The labyrinthine world of ideas and words is intoxicating: in one virtuoso passage, we moves elegantly from Jung’s secret door dream, to the brain’s hypothalmus, to thalamos, the Greek word for private room, to the epithalamion sung by unmarried girls and boys. She finishes with her beloved tortoises (who also have a hypothalamus), and who crop up at slow intervals throughout this book like slow spirit animals, animating yet another compelling thread of thinking, about our ‘shared animality’. Of this gentle, vegetable-loving, carapaced creature, we are told, ‘one ancient poet calls the shell of the tortoise aiolosi an ethereal adjective related to wind, elsewhere invoking a sky shimmering with stars or the colour of smoke flushed with fire’: an example of the author’s warm and loving eye seeking, and finding beauty even in deepest distress.
There is pathos in the acquired hardness experience brings: she watches how a friend ‘functions in Athens, how she puts on that carapace of hard edges and sharp corners, takes up space, stares men down and I try to model myself on her’. But the ending brings us out into the richness of real life, shot through with the colours of experience.
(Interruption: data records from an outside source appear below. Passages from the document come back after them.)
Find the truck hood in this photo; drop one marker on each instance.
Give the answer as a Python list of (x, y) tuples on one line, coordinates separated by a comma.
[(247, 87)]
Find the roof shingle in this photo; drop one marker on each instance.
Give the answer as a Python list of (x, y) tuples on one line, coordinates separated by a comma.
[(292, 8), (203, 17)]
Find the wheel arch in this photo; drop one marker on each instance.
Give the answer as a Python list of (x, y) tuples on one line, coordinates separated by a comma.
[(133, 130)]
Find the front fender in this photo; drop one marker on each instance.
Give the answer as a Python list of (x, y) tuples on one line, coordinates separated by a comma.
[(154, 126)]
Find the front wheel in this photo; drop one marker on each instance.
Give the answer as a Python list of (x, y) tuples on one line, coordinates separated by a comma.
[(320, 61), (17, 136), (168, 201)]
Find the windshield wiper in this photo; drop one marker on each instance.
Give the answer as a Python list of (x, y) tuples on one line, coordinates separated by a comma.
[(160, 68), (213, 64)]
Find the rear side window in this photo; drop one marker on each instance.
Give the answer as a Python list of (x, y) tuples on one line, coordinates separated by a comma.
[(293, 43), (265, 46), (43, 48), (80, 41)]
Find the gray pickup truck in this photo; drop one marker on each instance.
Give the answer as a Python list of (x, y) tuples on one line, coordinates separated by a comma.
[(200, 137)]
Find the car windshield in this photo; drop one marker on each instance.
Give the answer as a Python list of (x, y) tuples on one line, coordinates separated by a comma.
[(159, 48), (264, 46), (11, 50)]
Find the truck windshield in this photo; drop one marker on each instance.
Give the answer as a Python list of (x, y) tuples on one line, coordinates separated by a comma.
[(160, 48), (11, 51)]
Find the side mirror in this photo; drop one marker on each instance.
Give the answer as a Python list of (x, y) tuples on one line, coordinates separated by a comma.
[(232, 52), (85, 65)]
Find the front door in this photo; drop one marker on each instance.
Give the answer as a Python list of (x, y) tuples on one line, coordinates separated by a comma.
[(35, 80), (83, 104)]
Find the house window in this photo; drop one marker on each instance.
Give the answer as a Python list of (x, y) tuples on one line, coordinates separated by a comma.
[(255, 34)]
There is a memorably passionate and beautiful re-framing of Daphne’s rape and transformation into a plant that helps and heals generations of young women to come, and a heartbreaking final word with her girlhood love, Anne Boleyn: ‘I whisper, Stay quiet, darling. Keep your eyes down, tiptoe, feign respect, pretend you are not clever, not funny, not clear-sighted. Don’t laugh at him, or his boring music, or his ghastly dress sense’
Movingly, now a mother herself, she tries to come to terms with her own mother’s blind eye to male predators: ‘A mother’s instincts. The clink of cup and saucer, the urge to hush. That absolute maternal betrayal of a girl’s humanity; the price you pay to try to keep her safe’. Any guardian of metamorphic boys or girls will take with them her final, heartfelt enagagement with Aithra, mother-in-law of Helen of Troy and vow fiercely to tell the stories that will protect all of the young Kouros and Kore we meet on or own quests.
The author’s writing style is wonderfully poetic & descriptive; I was enthralled in the chapters about her own life, and I found that she articulated herself very well.
However, I think I would have much preferred for her to stick with the memoir genre, rather than attempting to integrate Greek myths into it. The connections between her life & the chosen myths were relatively flimsy at times, and in all honesty I found her account of them a little boring. The book definitely could have benefitted from being shortened.
I think that her writing has the potential for great emotional impact, but I didn’t enjoy this one very much.
I'm not normally drawn to non-fiction texts but the cover and the synopsis drew me in as I love all things Greek. However, I found this a strange read as it didn't fit a particular genre - it was neither a memoir or history book/classics text.
The author's writing when describing locations and her life was entertainingly descriptive and lyrical; you could almost relive her experiences but the exploration of myths was a little too highbrow for a relaxing read.